New data tools top the agenda at NTP board meeting
By Ernie Hood

Bucher announced that DNTP was awarded some of the funds redirected after cancellation of the National Children’s Study (NCS) by NIH in December. Remaining true to the original intent of the study, DNTP will use the funds to expand the Tox21 program to encompass a Developmental Toxicity Program. (Photo courtesy of Steve McCaw)

Thayer enjoyed one of the lighter moments in a detailed discussion of new data analysis tools that promise to advance systematic review. (Photo courtesy of Steve McCaw)

Ad hoc BSC member Daniel Kass, deputy commissioner of the New York City Department of Health and Mental Hygiene, paid close attention at his first meeting and contributed several incisive comments. (Photo courtesy of Steve McCaw)
New and maturing tools to aid the process of systematic review and overall NTP research efforts took center stage at the June 16 meeting of the National Toxicology Program (NTP) Board of Scientific Counselors (BSC).
Representatives of the NTP Office of Health Assessment and Translation (OHAT) briefed the board on several quickly developing innovations. The board also approved two contract concepts and heard updates on topics, such as NTP’s analysis of the chemicals in the 2014 Elk River chemical spill (see story) and an NTP research project to update the levels of concern categories used in NTP conclusions about the hazard identification of environmental exposures.
Hopeful signs on the budget
Later in the morning, after NIEHS and NTP Director Linda Birnbaum, Ph.D., reported on recent and upcoming developments at NTP, she shared an up-to-the-minute news flash from Capitol Hill. The full House Appropriations Committee had just released its fiscal year 2016 Labor, Health, and Human Services funding bill , which includes funding recommendations for the National Institutes of Health (NIH), the parent agency of NIEHS.
In his report, NTP Associate Director John Bucher, Ph.D., announced that Kristina Thayer, Ph.D., was named Deputy Director for Analysis in the Division of the NTP (DNTP).
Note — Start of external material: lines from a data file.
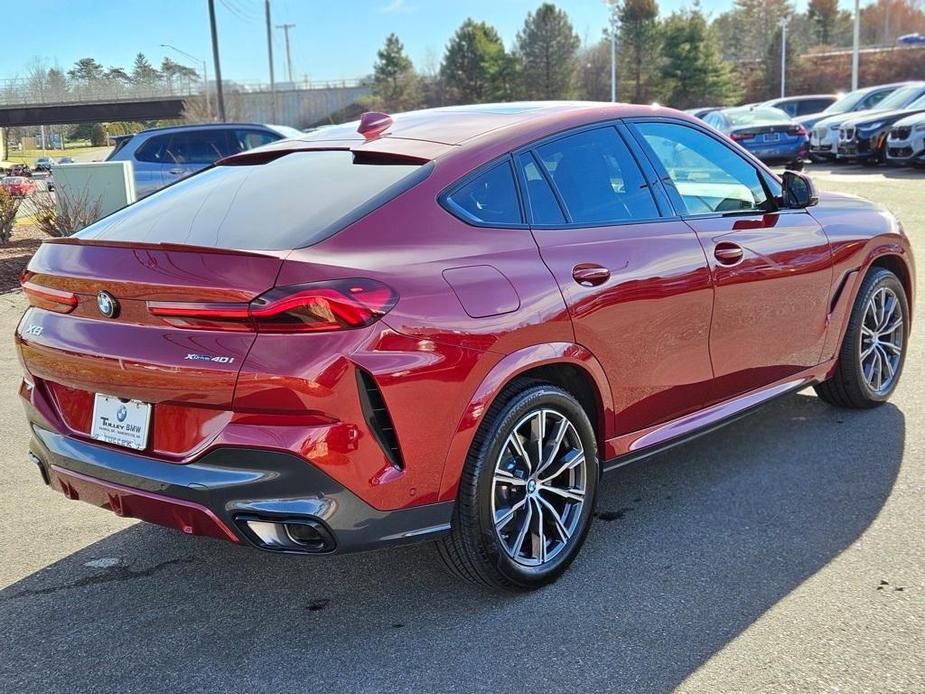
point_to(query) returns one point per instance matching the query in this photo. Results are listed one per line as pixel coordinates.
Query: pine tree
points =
(475, 67)
(395, 84)
(823, 14)
(639, 44)
(694, 73)
(547, 50)
(143, 71)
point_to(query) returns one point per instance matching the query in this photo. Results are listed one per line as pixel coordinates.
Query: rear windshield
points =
(757, 116)
(290, 202)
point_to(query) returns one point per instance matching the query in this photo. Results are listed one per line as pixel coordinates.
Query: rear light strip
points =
(319, 307)
(50, 299)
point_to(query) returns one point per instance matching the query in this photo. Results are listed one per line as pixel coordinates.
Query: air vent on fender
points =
(378, 418)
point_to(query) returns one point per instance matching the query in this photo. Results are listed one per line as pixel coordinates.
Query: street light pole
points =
(613, 55)
(783, 58)
(286, 28)
(856, 49)
(218, 66)
(205, 75)
(270, 57)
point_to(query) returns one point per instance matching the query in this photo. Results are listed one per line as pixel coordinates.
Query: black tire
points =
(847, 386)
(473, 549)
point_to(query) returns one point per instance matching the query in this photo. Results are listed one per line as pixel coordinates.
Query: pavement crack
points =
(115, 574)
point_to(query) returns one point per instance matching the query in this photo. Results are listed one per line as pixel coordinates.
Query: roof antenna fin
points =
(373, 124)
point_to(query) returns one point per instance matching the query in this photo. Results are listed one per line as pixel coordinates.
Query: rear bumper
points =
(217, 495)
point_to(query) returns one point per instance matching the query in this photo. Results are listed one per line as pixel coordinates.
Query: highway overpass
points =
(297, 104)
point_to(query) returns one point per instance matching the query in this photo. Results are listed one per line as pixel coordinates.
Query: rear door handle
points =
(728, 253)
(590, 274)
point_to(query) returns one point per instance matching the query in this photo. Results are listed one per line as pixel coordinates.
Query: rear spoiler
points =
(382, 150)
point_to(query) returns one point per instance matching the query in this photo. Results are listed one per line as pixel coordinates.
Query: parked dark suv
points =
(163, 155)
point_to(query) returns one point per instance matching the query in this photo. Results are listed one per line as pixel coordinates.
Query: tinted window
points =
(489, 198)
(708, 174)
(289, 202)
(875, 99)
(597, 178)
(543, 205)
(248, 139)
(187, 147)
(153, 150)
(812, 106)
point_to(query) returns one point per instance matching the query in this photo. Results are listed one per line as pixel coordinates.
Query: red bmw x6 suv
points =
(445, 326)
In her new position, Thayer will oversee both OHAT and the Office of the Report on Carcinogens, and she will be responsible for continuing to advance the use of systematic review in environmental health sciences.
Expanding the toolkit
Thayer kicked off a session devoted to briefing the board on new software advances to make the process of conducting a systematic review more efficient, focusing on tools for text mining and machine learning, structured data extraction, and data display.
OHAT has been working extensively to implement systematic review methods, including release of a handbook on conducting systematic reviews in January 2015. “Parallel to adopting principles of systematic review, we’ve made a pretty large investment in tool development,” said Thayer. “These tools have really matured in the past year, to the point now that they can regularly be seen as part of OHAT projects.”
One of the new tools, called SWIFT (Sciome Workbench for Interactive Computer-Facilitated Text Mining), will be released for use later this year and will be freely available. Contractor Ruchir Shah, Ph.D., from Sciome LLC, described the tool as a user-friendly workbench to explore, categorize, search, and perform topic discovery. SWIFT also provides methods to prioritize documents to facilitate screening, with the goal of making the screening process more efficient.
“We started taking concepts from the fields of text mining, information retrieval, and machine learning to statistically analyze large collections of documents,” Shah explained. Among other applications, SWIFT will be used to help generate a new form of OHAT document called a scoping report, which provides an overall sense of the literature on a specific topic.
OHAT researcher Katherine Pelch, Ph.D., told the board about the first scoping report using the SWIFT text-mining tool to effectively winnow down an enormous number of potential references for a systematic review, in this case, on environmental influences on the epigenome.
Data scientist Andy Shapiro, from the NTP Program Operations Branch presented another tool being developed called HAWC (Health Assessment Workspace Collaboration), a web-based content management system for human health assessments, and its recent application to OHAT assessments.
(Ernie Hood is a contract writer with the NIEHS Office of Communications and Public Liaison.)